Quick tutorial

In this example, we will use some sample text modified from the public domain text Aristotle's History of Animals http://www.gutenberg.org/files/59058/59058-0.txt.

julia> using KeywordSearch, Random

julia> text_with_typos = Document("""
           Some animals have fet, others have noone; of the former some have
           two feet, as mankind and birdsonly; others have four, as the lizard
           and the dog; others, as the scolopendra and bee, have many feet; but
           all have their feet in pairs.
           """)
Document starting with " Some animals have…". Metadata: NamedTuple()

julia> fuzzy_query = FuzzyQuery("birds only")
FuzzyQuery{DamerauLevenshtein{Nothing},Int64}("birds only", DamerauLevenshtein{Nothing}(nothing), 2)

julia> m = match(fuzzy_query, text_with_typos)
QueryMatch with distance 2 at indices 92:101.

julia> explain(m)
The query "birds only" matched the text "…former some have two feet, as mankind and birdsonly; others have four, as the lizard and the…" with distance 2.

Here, you'll notice an exact query does not match, since the words "birds" and "only" have been conjoined:

julia> exact_query = Query("birds only")
Query("birds only")

julia> match(exact_query, text_with_typos) # nothing, no exact match

KeywordSearch offers the augment function specifically to address mis-conjoined words:

julia> augmented_query = augment(exact_query)
Or
├─ Query("birds only")
└─ Query("birdsonly")

julia> m2 = match(augmented_query, text_with_typos) # now it matches
QueryMatch with distance 0 at indices 93:101.

julia> m2.query # which of the two queries in the `Or` matched?
Query("birdsonly")

Here, augment generated an Or query, but we can generate one ourselves:

julia> dog_or_cat = Query("dog") | Query("cat")
Or
├─ Query("dog")
└─ Query("cat")

julia> m3 = match(dog_or_cat, text_with_typos)
QueryMatch with distance 0 at indices 144:146.

julia> explain(m3)
The query "dog" exactly matched the text "…others have four, as the lizard and the dog; others, as the scolopendra and bee, have…".

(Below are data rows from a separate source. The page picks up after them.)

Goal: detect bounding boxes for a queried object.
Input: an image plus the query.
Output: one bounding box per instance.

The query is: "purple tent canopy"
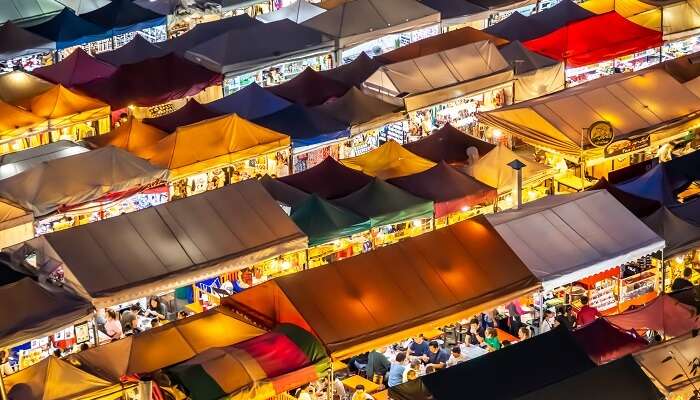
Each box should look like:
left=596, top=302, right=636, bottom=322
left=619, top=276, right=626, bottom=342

Note also that FuzzyQuery by default uses the DamerauLevenshtein() distance from StringDistances.jl, and searches for a match within a cutoff of 2 but you can pass it another distance or use another cutoff:

julia> fuzzy_query_2 = FuzzyQuery("brid nly", DamerauLevenshtein(), 4)
FuzzyQuery{DamerauLevenshtein{Nothing},Int64}("brid nly", DamerauLevenshtein{Nothing}(nothing), 4)

julia> m4 = match(fuzzy_query_2, text_with_typos)
QueryMatch with distance 4 at indices 93:100.

julia> explain(m4)
The query "brid nly" matched the text "…former some have two feet, as mankind and birdsonly; others have four, as the lizard and the…" with distance 4.